August 7, 2008
WASHINGTON (AFP) — Troubled US banking giant Citigroup has agreed to buy back 7.5 billion dollars’ worth of tainted securities it marketed to tens of thousands of investors, US regulators announced Thursday.
The vast buyback forms part of a preliminary settlement Citigroup has reached with the Securities and Exchange Commission (SEC) and other regulators tied to its marketing of complex debt instruments called auction rate securities.
The settlement, which comes as Citigroup struggles to shake off billions of dollars in losses tied to mortgage investments, could apply fresh stress to the global bank’s finances and make it the target of investor lawsuits.

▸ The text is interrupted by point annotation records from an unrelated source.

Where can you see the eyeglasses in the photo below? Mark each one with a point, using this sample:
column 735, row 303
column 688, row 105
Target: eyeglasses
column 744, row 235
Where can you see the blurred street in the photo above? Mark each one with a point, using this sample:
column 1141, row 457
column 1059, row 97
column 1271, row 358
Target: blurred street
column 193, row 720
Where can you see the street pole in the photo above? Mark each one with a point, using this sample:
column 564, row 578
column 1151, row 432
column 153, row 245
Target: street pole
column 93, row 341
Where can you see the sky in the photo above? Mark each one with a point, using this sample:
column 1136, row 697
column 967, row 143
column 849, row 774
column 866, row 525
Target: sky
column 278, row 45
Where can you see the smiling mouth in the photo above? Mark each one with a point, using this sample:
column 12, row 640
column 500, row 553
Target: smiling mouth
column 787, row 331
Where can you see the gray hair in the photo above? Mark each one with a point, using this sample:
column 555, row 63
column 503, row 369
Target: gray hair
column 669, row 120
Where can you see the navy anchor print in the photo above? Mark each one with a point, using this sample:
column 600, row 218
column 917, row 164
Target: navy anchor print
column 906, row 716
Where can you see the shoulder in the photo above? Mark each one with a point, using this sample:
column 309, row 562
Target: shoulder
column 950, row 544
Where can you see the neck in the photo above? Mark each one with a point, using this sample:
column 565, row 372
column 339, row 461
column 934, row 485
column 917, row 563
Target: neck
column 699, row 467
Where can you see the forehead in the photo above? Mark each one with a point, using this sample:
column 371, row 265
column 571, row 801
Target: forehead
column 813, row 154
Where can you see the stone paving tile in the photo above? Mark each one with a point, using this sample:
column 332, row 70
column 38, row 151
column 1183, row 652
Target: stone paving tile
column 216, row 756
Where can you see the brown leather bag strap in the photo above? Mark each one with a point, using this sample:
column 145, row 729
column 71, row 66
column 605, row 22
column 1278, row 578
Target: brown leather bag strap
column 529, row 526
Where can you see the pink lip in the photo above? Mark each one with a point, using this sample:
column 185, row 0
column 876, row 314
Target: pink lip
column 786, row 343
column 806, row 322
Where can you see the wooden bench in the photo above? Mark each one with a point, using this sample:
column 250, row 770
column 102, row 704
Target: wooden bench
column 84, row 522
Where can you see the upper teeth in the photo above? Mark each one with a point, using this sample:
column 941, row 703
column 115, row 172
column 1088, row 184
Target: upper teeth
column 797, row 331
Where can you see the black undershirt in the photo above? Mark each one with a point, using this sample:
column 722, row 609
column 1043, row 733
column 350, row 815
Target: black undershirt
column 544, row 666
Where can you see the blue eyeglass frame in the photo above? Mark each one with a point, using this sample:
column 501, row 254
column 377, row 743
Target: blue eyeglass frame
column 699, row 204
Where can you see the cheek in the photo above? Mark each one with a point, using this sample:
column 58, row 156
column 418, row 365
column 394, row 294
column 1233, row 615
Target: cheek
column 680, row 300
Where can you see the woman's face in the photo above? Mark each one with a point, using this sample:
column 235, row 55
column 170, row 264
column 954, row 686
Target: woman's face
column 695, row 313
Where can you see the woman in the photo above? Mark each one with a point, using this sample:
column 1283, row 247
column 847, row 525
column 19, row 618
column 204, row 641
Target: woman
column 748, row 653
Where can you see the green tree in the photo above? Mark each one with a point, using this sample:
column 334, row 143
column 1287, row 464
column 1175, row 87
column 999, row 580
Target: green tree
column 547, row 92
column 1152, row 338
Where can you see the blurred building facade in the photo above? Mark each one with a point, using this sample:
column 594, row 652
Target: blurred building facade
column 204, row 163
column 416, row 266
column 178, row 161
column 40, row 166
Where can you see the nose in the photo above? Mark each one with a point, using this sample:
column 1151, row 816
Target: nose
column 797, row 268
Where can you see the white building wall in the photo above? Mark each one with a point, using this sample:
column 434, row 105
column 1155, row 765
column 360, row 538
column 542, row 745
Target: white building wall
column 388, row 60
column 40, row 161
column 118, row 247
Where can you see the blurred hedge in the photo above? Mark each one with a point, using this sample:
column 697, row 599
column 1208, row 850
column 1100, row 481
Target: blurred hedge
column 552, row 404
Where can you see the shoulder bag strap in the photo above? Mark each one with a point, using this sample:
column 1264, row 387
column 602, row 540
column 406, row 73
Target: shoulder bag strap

The deal, which has to be formally approved by the SEC, also requires Citigroup to “liquidate” by the end of 2009 some 12 billion dollars’ worth of auction rate securities it sold to institutional investors.
“This settlement in principle is an outstanding example of federal and state regulatory cooperation for the benefit of investors and markets,” said Linda Chatman Thomsen, the head of the SEC’s enforcement division.
The accord was unveiled by regulators as a widespread credit crunch continues to roil major Wall Street banks.
Officials said the 7.5-billion-dollar buyback will benefit around 38,000 investors, small businesses and charities who had purchased auction rate securities from Citigroup.
Citigroup — which has a market worth of 104 billion dollars — meanwhile will seek to make good over 2,600 institutional investors who hold 12 billion dollars’ worth of the stressed securities.
“We are pleased to reach this agreement in principle with the New York attorney general, the Securities and Exchange Commission, and other state regulatory agencies,” Citigroup said in a statement.
The bank said it was focusing on the “best and fastest route to providing liquidity to our clients.”
Auction rate securities, essentially debt instruments issued by financial firms, municipalities and student loan companies, typically have a fairly lengthy maturity. But the interest rates on such securities can be volatile and change at weekly and monthly auctions run by banks.
The instruments provided a lucrative business for many banks in recent years, but the market for auction rate securities imploded in February as a sweeping credit squeeze — which began in the US housing and mortgage markets — worsened.
Citigroup was one of the largest marketers of auction rate securities before the market collapsed, leaving many of its investors nursing paper losses.
The Klayman & Toskes law firm said it would be seeking “consequential damages” on the behalf of disgruntled Citigroup investors.
The SEC said Citigroup had marketed auction rate securities as “liquid” investments, suggesting they were almost as safe and accessible as cash. But regulators said the securities were illiquid, and that investors could not reclaim their holdings quickly.
The settlement comes on the heels of a related investigation by New York state attorney general Andrew Cuomo into the bank’s practices.
“Citigroup marketed and sold auction rate securities as safe, cash-equivalent products, when in fact they faced increasing liquidity risk,” Cuomo said, adding “this type of action will not be tolerated.”
Wall Street banks are required to follow strict guidelines in how they market investments to potential customers.
Citigroup has agreed to pay two civil penalties of 50 million dollars each to New York state and the North American Securities Administrators Association (NASAA).
Cuomo’s office and a NASAA task force are probing how other big banks and brokerage firms marketed auction rate securities.
Citigroup’s shares, which have dived over 60 percent in the past year, closed down 6.2 percent at 18.47 dollars in New York in the wake of the SEC’s announcement.